After years of delivering the news, Weight took a job sweeping floors at an electrical supply company and worked his way up to managing the company’s computer systems. “That job introduced me to computer systems, and I noticed how computers improved performance,” says Weight, who stayed with the company through high school and college.
Weight’s first two vocations—though they seemed a means to an end at the time—foreshadowed his eventual professional fortes: utilizing technology and managing customers. As head of experience-management consulting at NICE Satmetrix since October 2018, Weight now gathers feedback compiled through technology and designed to understand and improve customer experiences.
“We’re trying to help customers have positive interactions and experiences, as well as help companies provide valuable products and services,” he says. “I have a lot of passion for using technology to understand and enhance principles of marketing.”

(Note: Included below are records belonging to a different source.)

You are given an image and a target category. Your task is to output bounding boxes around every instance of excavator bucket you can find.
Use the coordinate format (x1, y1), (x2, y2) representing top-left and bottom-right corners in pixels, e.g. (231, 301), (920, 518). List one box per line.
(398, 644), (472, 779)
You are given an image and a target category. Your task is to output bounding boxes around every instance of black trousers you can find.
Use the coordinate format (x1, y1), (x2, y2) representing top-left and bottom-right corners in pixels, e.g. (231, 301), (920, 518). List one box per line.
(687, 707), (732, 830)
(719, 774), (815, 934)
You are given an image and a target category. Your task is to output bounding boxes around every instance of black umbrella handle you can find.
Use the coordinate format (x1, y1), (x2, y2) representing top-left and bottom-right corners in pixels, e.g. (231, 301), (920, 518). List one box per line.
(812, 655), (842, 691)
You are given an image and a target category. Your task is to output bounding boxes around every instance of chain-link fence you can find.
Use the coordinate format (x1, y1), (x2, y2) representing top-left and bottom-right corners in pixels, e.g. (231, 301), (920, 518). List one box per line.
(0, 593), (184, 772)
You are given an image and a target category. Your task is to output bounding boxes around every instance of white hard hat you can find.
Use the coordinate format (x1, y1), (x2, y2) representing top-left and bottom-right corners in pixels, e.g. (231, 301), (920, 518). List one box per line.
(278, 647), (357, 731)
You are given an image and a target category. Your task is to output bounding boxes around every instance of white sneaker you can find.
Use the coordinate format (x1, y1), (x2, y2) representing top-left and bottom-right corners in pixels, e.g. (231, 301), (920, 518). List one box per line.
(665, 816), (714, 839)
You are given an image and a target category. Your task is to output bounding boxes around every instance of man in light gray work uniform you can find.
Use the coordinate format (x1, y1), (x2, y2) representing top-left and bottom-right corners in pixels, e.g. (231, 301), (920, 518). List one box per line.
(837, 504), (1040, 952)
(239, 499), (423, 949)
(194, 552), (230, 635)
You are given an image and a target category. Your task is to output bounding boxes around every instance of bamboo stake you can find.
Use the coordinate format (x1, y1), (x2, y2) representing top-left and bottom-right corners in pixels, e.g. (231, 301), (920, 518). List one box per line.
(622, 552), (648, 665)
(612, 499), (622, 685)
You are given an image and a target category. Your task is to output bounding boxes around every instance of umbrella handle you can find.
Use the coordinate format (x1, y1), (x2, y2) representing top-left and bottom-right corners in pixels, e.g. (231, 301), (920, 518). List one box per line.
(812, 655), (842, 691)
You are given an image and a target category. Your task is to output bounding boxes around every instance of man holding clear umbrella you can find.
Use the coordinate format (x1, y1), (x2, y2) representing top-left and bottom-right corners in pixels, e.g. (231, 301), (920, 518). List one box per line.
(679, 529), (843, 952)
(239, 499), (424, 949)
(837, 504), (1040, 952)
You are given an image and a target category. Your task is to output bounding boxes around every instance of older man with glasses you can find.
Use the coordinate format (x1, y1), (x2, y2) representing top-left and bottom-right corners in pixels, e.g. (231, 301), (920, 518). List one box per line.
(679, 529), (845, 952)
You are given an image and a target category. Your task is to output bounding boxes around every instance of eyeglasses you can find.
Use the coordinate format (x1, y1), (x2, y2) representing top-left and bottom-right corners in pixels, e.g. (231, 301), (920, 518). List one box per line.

Weight’s career, which has spanned more than three decades, was also shaped while he was an information systems undergrad at BYU Marriott in the 1980s and later a master’s student at Indiana University’s Kelley School of Business, where he earned his MBA in 1993.
“I’m a closet geek,” he quips. “I can wear a suit and tie and love working with senior executives and CEOs, but I also love to geek out on spreadsheets and analyze data.”
Taking Action on Information
Up until COVID-19 hit Utah in early 2020, Weight could be found in a terminal at Salt Lake City International Airport every few weeks, boarding flights to various US cities or Europe. Weight has continued working with his global team even with the abrupt halt in travel.
Customer-experience management—Weight’s professional focus since 2005—was born out of the market research world. “NICE is about understanding customer feedback and, more importantly, taking action,” he explains. “We are looking to change based on what we’re learning—almost in real time—as opposed to conducting scientific studies with market research, which can take months. We’re about impacting experiences as quickly as we can.”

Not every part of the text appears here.